If any good comes from the fossil-fuel crunch, it will appear in increased energy efficiency and a new appreciation of city-centric life. Assuming the economy continues down its current path and oil prices stay elevated, many of the amenities of modern life will become elusive. Suburban-living models could fail, leading to a new golden age for America's cities and towns.

On its face, suburban development has some appeal, but its foundations become shaky in tight financial times. Based on excessive square footage, short home life cycles, and cheap transportation, subdivision development not only renders swaths of land unproductive, it leaves homeowners out on a limb when basic commodity prices rise.

City life offers many advantages over suburban living, not all linked to transportation. Cities provide a more efficient use of space, and dwellings are usually more compact and manageable than their suburban counterparts. In turn, the suburban landscape could be reforested or let revert to farmland.

Economists have long tried to compare the cost of living in the city versus the 'burbs. Answers usually come down to individual needs and preferences, but even in 1987, a New York Times study concluded that city living is equal to or more affordable than suburban living.

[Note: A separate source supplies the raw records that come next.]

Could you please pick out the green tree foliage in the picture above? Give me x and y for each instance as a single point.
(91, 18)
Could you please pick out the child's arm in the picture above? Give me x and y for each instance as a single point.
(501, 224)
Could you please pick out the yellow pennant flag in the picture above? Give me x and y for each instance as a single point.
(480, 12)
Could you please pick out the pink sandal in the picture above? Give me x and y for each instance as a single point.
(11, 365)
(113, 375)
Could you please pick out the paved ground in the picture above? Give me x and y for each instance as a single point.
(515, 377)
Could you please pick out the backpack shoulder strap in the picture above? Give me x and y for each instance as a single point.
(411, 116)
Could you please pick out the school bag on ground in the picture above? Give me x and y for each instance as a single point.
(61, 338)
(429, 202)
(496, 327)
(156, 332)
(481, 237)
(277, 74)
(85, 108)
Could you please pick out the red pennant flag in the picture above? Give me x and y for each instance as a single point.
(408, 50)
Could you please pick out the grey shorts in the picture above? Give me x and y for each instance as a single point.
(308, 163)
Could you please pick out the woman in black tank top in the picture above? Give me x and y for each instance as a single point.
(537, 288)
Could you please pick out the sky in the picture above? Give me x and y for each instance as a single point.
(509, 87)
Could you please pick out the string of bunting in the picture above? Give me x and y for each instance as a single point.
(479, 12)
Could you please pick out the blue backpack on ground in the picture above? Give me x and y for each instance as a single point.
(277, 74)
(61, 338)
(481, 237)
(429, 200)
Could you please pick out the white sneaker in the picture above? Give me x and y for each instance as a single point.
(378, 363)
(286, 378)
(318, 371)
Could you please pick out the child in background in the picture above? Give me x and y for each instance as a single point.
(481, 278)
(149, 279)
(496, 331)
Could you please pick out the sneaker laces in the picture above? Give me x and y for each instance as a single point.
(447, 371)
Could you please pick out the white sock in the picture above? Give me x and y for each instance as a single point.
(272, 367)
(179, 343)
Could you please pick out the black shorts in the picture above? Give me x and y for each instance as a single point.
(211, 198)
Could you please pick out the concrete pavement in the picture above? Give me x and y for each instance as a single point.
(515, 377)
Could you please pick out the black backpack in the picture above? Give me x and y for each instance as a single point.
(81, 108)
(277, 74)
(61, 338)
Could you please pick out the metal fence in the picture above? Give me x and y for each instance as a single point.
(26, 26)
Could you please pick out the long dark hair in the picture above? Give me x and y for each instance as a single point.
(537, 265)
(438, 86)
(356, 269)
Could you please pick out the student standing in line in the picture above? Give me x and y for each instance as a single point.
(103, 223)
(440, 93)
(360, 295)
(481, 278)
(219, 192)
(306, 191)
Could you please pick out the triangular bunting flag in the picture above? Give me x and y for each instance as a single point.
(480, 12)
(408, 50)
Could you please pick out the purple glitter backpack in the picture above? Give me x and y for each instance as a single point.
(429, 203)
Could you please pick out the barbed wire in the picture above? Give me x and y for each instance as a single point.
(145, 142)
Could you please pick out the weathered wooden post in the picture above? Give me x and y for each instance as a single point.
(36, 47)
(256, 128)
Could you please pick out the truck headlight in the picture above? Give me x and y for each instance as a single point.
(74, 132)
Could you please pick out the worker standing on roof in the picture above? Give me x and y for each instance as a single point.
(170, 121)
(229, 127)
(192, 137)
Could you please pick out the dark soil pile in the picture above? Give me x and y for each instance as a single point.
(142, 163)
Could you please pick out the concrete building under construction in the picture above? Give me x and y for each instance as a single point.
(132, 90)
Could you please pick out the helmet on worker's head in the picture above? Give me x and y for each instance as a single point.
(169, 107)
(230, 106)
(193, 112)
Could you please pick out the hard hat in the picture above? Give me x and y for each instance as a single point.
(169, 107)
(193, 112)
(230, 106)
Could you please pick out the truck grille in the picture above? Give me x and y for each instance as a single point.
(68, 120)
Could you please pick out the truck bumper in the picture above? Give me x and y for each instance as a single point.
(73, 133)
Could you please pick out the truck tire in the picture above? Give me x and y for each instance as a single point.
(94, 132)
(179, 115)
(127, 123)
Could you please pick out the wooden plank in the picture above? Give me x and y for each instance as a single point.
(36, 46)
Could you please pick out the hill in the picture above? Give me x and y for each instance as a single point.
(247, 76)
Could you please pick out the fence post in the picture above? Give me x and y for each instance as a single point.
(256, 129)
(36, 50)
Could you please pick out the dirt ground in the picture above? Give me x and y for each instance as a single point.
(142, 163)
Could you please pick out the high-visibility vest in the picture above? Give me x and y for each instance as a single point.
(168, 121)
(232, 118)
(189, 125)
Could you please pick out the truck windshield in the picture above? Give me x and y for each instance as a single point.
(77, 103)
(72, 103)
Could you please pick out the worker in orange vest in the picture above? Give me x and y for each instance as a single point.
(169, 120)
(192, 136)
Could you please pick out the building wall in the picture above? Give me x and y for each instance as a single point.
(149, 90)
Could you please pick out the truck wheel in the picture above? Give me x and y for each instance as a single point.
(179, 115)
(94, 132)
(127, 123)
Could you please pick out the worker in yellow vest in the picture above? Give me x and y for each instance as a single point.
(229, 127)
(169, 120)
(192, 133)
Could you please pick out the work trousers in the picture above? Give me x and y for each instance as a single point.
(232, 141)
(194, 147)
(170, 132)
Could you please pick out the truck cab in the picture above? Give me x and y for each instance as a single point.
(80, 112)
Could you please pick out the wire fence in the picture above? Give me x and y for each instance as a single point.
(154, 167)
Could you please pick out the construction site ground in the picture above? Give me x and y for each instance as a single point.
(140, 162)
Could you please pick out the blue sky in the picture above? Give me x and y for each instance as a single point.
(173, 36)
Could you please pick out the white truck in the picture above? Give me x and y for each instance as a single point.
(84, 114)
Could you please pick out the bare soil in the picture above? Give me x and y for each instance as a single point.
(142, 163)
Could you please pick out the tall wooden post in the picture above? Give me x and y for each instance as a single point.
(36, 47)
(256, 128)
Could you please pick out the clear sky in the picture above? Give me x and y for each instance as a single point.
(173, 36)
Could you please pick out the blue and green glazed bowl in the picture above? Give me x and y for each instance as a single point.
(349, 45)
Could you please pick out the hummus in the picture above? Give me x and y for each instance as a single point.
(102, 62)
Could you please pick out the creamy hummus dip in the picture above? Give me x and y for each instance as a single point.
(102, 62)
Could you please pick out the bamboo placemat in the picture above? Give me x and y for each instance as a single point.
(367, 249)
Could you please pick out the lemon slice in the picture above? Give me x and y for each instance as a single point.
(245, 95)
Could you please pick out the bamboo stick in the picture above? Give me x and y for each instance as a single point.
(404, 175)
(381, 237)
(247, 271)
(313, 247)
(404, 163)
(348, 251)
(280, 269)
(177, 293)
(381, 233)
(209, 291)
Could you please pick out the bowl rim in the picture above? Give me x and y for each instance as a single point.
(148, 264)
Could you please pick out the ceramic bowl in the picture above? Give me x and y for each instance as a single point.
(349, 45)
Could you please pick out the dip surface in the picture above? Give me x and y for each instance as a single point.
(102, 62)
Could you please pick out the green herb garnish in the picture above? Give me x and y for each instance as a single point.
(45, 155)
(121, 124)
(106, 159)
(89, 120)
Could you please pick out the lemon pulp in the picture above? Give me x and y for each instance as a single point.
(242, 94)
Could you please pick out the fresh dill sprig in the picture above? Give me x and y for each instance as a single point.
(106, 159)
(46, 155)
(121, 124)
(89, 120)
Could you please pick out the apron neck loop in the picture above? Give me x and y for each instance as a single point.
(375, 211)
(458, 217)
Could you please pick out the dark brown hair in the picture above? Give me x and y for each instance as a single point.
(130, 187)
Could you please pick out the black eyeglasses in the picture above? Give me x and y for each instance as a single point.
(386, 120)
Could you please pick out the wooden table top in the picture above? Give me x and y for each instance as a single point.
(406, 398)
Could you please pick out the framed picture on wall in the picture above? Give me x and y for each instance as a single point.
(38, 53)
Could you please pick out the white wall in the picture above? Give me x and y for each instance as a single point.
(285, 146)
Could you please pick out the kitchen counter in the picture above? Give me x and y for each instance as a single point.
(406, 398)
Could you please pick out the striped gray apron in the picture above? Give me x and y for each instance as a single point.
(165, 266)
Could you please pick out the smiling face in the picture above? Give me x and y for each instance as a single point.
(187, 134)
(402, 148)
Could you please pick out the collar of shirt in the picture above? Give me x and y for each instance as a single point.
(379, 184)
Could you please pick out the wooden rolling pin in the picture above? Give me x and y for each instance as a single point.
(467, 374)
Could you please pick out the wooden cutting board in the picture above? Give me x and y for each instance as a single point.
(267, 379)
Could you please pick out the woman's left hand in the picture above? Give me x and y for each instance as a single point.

Of course, some suburban areas have developed to the point where they are pseudo-towns themselves, with jobs and commercial and industrial development near at hand. Our area is not so fortunate.

The potential collapse of the suburban lifestyle is becoming a popular topic. The Atlantic magazine ran a piece on a future when McMansions become next-generation slums, and social critics such as James Howard Kunstler have been deriding our nation's investment in bedroom communities, highways, and byways as shortsighted and risky.

Apocalyptic visions are unlikely to materialize, but the reasons for skepticism are solid: Suburban living requires a certain type of economic climate whose constancy is not guaranteed. It doesn't take a weatherman to tell that the winds are shifting.

Current trends in real-estate taxes, fuel prices, and home values may swing the pendulum away from bedroom-community living. In much the same way urban decay and crime pushed people out of cities in the '60s and '70s, high commodity prices could force people back into those same areas.

If there is an exodus from suburbia, cities like Fredericksburg need to be ready, willing, and able to once again become the thriving and vibrant hearts of restored communities.